Israeli security forces on Thursday raided a West Bank town after three deadly attacks rocked the Jewish state in a week, with two Palestinians shot dead and a third killed after he launched a knife attack on a bus, reports AFP.
The violence comes after a Palestinian armed with an M-16 assault rifle killed five Israeli civilians in the streets of Bnei Brak, an Orthodox Jewish city near Tel Aviv, on Tuesday night.
That shooting took to 11 the number of people killed in the week of violence carried out by Israeli Arabs and Palestinians, days before the holy Muslim month of Ramadan begins.
The latest bloodshed erupted on Thursday morning when the Israeli army said its soldiers returned fire after being shot at during an operation to arrest suspects in the West Bank city of Jenin.
"During the activity, Palestinian gunmen opened fire at the troops. IDF troops responded with fire," the army said in a statement, adding that one soldier was hospitalised.
The Palestinian health ministry said "the Israeli occupation forces" killed two Palestinians, both males aged 17 and 23, in Jenin and another 15 were wounded.
Later on Thursday morning, a Palestinian stabbed an Israeli civilian on a bus south of the West Bank city of Bethlehem, the army said, before "a civilian on the bus shot the terrorist dead."
Shaare Zedek hospital in Jerusalem said they treated a man aged about 30 for stab wounds to his torso.
The Palestinian health ministry identified the alleged assailant as Nidal Jumaa Jafara, 30.
Islamic Jihad warning
The Gaza Strip-based secretary general of the Islamic Jihad, Ziad Al-Nakhala, announced in a statement that the group's armed wing would step up activities "in light of the storming of Jenin camp by the Zionist enemy army".
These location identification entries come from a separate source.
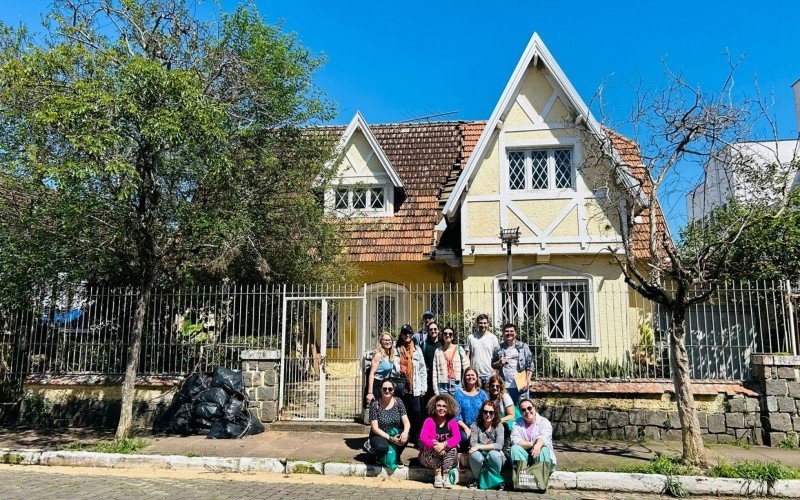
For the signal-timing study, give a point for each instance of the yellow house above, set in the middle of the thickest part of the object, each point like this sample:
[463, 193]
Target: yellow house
[425, 203]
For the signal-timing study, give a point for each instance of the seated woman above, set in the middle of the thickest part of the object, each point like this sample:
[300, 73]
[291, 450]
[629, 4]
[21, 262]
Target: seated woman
[439, 439]
[486, 446]
[389, 423]
[469, 398]
[496, 390]
[531, 437]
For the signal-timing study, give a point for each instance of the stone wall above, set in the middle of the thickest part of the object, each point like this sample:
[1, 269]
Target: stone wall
[261, 370]
[646, 411]
[779, 377]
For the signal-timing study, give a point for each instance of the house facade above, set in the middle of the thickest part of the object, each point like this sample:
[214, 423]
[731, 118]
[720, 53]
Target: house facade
[425, 204]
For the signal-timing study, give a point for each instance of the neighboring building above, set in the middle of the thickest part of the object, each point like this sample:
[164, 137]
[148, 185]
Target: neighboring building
[741, 172]
[426, 203]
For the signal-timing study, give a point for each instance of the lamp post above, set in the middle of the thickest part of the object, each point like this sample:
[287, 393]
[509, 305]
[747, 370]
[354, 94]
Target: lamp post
[509, 237]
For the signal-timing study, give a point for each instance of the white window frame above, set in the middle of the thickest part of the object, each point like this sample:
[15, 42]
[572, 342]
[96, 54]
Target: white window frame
[551, 168]
[367, 211]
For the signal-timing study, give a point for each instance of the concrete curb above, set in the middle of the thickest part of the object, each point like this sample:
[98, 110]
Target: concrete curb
[561, 480]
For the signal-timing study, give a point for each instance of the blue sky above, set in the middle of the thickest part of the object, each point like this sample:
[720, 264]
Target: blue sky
[399, 60]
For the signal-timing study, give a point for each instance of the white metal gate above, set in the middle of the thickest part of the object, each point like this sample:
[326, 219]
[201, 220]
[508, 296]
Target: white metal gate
[322, 343]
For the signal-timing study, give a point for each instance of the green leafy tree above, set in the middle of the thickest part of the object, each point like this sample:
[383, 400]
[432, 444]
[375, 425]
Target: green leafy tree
[149, 146]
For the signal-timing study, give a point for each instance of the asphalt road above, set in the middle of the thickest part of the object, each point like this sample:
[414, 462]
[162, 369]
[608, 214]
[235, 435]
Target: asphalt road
[26, 482]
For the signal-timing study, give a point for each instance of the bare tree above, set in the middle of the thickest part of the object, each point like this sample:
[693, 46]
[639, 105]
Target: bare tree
[685, 130]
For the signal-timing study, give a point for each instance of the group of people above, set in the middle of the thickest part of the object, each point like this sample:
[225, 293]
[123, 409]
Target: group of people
[457, 404]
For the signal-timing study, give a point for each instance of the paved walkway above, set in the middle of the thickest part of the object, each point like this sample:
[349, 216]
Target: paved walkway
[16, 482]
[326, 446]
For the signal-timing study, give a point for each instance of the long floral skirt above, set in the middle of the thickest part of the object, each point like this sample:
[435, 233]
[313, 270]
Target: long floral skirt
[433, 460]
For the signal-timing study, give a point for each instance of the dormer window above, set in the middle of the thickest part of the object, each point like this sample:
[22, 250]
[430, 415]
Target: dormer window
[538, 169]
[361, 200]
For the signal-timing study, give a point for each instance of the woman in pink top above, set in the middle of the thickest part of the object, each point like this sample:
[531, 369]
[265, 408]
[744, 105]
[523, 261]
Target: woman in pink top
[440, 438]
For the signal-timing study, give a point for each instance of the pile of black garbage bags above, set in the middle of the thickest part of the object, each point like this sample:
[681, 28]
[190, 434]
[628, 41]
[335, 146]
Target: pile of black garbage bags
[215, 406]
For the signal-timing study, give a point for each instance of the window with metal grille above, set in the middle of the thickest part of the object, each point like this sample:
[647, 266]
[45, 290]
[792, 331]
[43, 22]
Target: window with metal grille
[559, 308]
[436, 303]
[332, 335]
[540, 169]
[385, 312]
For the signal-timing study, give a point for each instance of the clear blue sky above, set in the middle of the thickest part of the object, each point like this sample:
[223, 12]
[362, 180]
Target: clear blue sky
[399, 60]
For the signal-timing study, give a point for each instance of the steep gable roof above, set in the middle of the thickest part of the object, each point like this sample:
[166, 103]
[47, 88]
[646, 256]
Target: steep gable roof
[536, 52]
[357, 123]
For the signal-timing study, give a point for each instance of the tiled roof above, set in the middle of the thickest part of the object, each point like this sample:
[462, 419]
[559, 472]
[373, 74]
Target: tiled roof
[640, 234]
[429, 157]
[425, 156]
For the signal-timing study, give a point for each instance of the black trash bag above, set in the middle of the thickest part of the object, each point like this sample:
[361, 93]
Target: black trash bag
[181, 423]
[233, 410]
[194, 385]
[215, 395]
[223, 429]
[207, 411]
[230, 380]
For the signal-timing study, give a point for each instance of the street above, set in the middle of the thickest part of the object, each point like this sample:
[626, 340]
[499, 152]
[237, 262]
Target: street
[72, 482]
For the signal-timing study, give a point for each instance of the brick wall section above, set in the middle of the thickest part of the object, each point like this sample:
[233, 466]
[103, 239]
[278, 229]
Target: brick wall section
[779, 377]
[261, 370]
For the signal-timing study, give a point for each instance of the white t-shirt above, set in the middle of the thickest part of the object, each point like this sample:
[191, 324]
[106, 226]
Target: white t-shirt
[480, 352]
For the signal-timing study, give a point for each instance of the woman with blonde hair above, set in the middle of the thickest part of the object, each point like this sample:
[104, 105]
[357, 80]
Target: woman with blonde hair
[385, 363]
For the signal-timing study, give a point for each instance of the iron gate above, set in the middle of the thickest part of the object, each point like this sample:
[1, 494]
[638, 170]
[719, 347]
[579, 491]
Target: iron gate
[322, 344]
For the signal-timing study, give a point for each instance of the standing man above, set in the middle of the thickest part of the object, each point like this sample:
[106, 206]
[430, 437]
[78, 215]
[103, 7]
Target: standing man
[427, 318]
[432, 342]
[514, 361]
[480, 347]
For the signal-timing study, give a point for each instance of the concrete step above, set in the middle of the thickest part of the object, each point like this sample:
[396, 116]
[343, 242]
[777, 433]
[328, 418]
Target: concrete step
[328, 427]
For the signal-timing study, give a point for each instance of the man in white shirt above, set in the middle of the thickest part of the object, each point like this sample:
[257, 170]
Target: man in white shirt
[480, 346]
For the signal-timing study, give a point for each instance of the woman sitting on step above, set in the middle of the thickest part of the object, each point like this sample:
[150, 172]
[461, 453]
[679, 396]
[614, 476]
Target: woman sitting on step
[389, 424]
[439, 438]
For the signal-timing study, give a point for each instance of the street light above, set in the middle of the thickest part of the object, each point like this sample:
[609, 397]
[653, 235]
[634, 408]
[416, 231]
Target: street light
[509, 237]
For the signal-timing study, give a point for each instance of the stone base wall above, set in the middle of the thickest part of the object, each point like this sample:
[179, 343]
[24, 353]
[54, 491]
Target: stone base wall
[61, 404]
[261, 370]
[651, 414]
[779, 377]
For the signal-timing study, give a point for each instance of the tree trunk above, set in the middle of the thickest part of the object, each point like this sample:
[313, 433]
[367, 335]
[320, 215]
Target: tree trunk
[132, 363]
[692, 438]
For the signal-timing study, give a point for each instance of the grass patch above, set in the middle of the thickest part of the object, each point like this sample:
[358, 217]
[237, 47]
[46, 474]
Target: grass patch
[757, 471]
[126, 446]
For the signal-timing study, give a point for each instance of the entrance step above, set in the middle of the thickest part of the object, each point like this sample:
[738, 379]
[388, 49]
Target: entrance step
[329, 427]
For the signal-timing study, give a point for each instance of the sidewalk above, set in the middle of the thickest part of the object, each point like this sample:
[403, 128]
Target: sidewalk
[346, 448]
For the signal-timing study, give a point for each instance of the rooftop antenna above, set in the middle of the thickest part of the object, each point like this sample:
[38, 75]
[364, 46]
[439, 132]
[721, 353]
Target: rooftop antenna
[428, 118]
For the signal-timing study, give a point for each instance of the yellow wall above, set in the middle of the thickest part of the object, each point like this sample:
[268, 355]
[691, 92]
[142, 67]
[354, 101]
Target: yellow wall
[616, 313]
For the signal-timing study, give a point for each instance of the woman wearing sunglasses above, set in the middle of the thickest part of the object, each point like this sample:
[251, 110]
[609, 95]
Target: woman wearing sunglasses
[388, 423]
[532, 437]
[486, 447]
[385, 363]
[439, 439]
[449, 363]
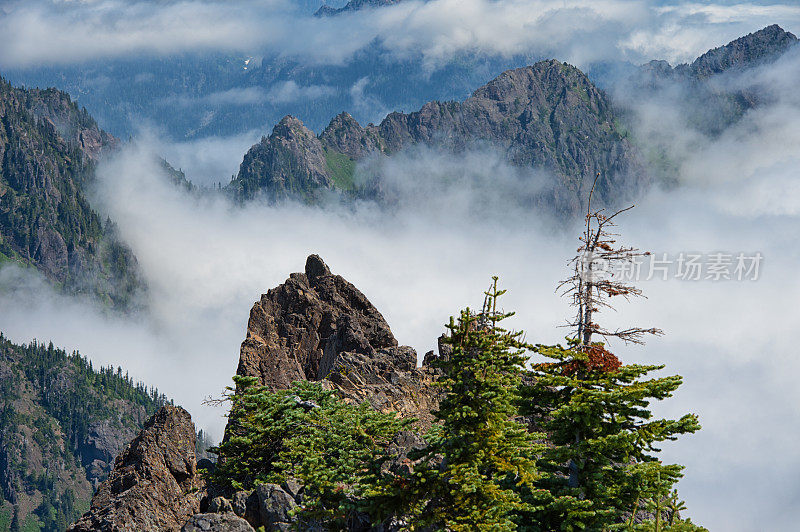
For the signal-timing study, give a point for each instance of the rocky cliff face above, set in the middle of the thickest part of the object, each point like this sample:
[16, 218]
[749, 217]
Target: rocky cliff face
[154, 484]
[547, 116]
[48, 152]
[353, 5]
[61, 426]
[702, 90]
[317, 326]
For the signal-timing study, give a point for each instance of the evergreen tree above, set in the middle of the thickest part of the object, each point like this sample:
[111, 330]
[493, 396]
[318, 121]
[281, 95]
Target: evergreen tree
[601, 435]
[334, 449]
[480, 457]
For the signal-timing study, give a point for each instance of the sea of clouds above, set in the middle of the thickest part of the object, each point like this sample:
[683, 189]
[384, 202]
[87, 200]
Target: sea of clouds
[456, 222]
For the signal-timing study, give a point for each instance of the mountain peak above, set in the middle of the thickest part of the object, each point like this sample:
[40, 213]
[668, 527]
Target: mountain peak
[353, 5]
[755, 48]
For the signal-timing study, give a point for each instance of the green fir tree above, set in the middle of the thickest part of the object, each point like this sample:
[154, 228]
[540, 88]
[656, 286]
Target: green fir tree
[481, 455]
[602, 437]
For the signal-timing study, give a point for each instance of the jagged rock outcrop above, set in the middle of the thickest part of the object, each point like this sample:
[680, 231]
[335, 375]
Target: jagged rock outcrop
[707, 91]
[154, 484]
[63, 420]
[546, 116]
[753, 49]
[353, 5]
[291, 162]
[212, 522]
[48, 152]
[317, 326]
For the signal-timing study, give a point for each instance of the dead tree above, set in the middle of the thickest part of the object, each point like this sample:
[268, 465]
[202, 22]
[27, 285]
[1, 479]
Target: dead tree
[597, 278]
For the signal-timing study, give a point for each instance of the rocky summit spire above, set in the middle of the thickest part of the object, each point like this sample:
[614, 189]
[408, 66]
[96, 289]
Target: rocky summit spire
[316, 267]
[316, 326]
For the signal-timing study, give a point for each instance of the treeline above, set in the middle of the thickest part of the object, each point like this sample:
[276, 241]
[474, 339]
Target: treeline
[45, 218]
[567, 443]
[69, 397]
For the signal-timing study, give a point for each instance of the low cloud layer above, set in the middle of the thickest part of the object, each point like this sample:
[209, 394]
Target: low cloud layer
[206, 261]
[36, 32]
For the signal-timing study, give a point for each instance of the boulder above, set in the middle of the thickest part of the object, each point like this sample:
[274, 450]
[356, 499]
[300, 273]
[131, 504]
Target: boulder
[275, 505]
[154, 483]
[317, 326]
[216, 523]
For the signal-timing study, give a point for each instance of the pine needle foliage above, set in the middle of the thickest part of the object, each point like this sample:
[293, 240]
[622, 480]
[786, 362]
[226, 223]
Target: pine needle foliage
[480, 456]
[602, 437]
[334, 449]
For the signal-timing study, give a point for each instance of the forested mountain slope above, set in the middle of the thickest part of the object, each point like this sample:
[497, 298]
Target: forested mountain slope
[62, 423]
[49, 149]
[547, 116]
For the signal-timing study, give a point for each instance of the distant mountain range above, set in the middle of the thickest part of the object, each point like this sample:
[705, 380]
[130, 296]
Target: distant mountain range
[62, 423]
[547, 116]
[49, 149]
[353, 5]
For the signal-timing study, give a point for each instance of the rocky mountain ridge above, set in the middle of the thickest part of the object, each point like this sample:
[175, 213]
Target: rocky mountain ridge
[61, 425]
[547, 116]
[318, 327]
[706, 91]
[353, 5]
[315, 326]
[49, 149]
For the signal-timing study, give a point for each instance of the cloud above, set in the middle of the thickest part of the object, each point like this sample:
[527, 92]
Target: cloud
[453, 224]
[39, 32]
[279, 93]
[207, 161]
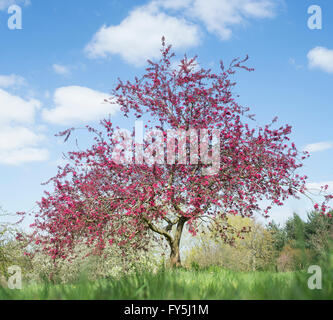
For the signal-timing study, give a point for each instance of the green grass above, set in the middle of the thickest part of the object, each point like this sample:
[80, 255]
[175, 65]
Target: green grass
[212, 283]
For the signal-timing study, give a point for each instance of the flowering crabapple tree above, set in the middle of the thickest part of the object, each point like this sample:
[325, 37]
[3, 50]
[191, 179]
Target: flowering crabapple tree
[112, 191]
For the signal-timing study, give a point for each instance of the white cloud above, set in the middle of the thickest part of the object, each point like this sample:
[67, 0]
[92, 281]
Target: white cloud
[16, 109]
[219, 16]
[18, 142]
[60, 69]
[293, 62]
[321, 58]
[76, 104]
[19, 145]
[12, 80]
[24, 155]
[18, 137]
[4, 4]
[319, 146]
[138, 37]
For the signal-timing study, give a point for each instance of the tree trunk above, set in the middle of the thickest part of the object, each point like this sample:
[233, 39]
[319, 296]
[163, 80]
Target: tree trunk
[175, 261]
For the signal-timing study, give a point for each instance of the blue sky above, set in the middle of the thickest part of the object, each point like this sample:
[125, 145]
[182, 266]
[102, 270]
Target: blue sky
[56, 70]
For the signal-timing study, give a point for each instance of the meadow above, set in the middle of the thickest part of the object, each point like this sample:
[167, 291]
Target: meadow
[213, 283]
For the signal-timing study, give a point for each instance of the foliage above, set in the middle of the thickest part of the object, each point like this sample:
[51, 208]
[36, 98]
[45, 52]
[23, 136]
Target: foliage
[105, 191]
[253, 250]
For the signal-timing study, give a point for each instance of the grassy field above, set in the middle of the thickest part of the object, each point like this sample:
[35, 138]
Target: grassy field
[212, 283]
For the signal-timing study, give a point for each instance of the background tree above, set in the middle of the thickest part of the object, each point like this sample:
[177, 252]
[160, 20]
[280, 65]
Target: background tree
[252, 247]
[96, 196]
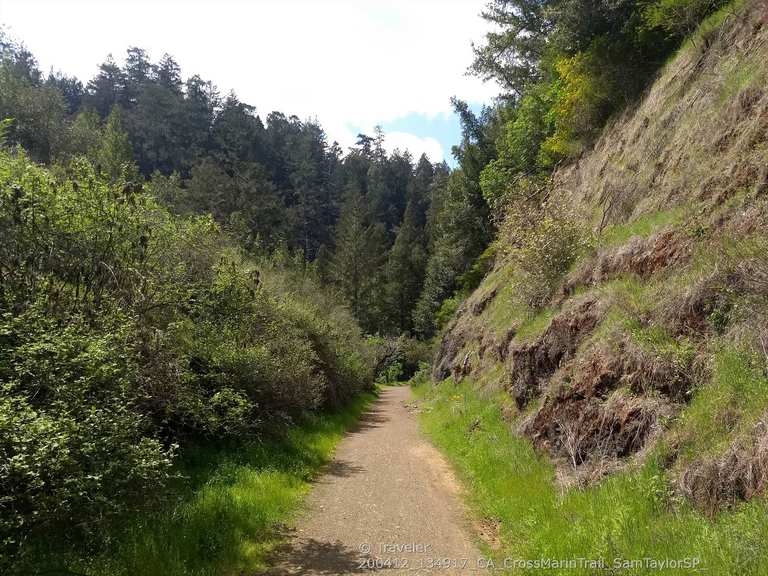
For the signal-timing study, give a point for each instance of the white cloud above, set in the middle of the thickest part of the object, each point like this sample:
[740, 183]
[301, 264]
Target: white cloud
[359, 62]
[415, 144]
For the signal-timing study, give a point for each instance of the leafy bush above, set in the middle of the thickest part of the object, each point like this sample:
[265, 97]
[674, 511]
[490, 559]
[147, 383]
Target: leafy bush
[543, 240]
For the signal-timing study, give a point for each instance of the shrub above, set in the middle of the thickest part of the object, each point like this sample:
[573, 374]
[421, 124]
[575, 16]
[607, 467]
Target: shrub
[126, 331]
[543, 240]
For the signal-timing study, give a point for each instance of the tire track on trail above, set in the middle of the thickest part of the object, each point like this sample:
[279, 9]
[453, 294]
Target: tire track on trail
[387, 503]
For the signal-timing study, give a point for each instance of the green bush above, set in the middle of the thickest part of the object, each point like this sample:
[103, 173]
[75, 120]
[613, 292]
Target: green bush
[127, 333]
[543, 241]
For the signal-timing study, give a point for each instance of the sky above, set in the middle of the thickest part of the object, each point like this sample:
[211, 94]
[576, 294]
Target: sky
[350, 64]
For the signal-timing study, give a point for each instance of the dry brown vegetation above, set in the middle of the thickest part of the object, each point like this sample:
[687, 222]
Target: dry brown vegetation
[622, 359]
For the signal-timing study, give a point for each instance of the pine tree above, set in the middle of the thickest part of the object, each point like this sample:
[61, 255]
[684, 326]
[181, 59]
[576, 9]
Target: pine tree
[356, 265]
[405, 270]
[114, 155]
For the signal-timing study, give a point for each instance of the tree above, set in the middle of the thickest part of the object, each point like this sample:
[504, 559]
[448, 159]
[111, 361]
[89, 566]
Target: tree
[405, 270]
[512, 53]
[114, 156]
[106, 88]
[357, 260]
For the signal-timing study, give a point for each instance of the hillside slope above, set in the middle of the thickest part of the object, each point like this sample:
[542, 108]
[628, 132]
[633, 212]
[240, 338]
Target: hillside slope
[654, 345]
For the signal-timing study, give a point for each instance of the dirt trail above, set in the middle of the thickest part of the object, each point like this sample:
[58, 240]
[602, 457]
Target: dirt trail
[387, 503]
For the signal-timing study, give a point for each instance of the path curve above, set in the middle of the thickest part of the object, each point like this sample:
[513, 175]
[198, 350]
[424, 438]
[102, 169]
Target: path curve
[387, 503]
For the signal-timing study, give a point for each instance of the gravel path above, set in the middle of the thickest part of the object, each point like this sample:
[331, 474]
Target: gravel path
[387, 503]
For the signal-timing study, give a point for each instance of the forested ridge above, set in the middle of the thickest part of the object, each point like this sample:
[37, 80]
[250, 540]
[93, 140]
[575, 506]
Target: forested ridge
[182, 275]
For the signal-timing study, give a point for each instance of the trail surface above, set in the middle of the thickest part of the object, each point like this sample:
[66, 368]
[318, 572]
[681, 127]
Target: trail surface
[386, 504]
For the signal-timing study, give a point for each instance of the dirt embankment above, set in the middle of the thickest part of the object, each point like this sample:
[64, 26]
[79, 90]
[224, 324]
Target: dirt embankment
[600, 381]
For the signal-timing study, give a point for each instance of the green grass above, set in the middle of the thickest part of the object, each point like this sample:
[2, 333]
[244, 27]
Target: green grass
[644, 226]
[630, 515]
[231, 517]
[728, 407]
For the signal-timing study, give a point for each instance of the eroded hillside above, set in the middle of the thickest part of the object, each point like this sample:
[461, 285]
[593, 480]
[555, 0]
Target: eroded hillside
[655, 340]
The violence has cast a pall ahead of the Muslim fasting month of Ramadan, which begins this weekend.
Last year, clashes in the Al-Aqsa mosque compound in Jerusalem escalated into 11 days of bloody conflict between Israel and the Hamas Islamic group that controls the Gaza Strip.
Early Thursday, far-right Israeli lawmaker Itamar Ben Gvir taunted Hamas as he walked the Al-Aqsa compound, which Jews revere as the site of two ancient temples.
"All night Hamas threatened me and said that I was in the line of fire and told me not to come here, I say to the Hamas spokesman shut up," he said.
Israel captured the West Bank, Gaza Strip and east Jerusalem in the Six-Day War of 1967. Palestinians seek to end Israel's rule of those territories and build an independent state on the land.
Peace talks between Israelis and Palestinians have been frozen for years.
Israeli Prime Minister Naftali Bennett is opposed to a Palestinian state, and instead has pursued a policy of economic easements for Palestinians.
Bennett is also a former settler leader and construction of Israeli settlements in the West Bank has continued unabated, despite his diverse coalition that ranges from nationalists to Israeli doves to an Arab Muslim party.
Nearly half a million Israelis live settlements across the West Bank that are considered illegal under international law.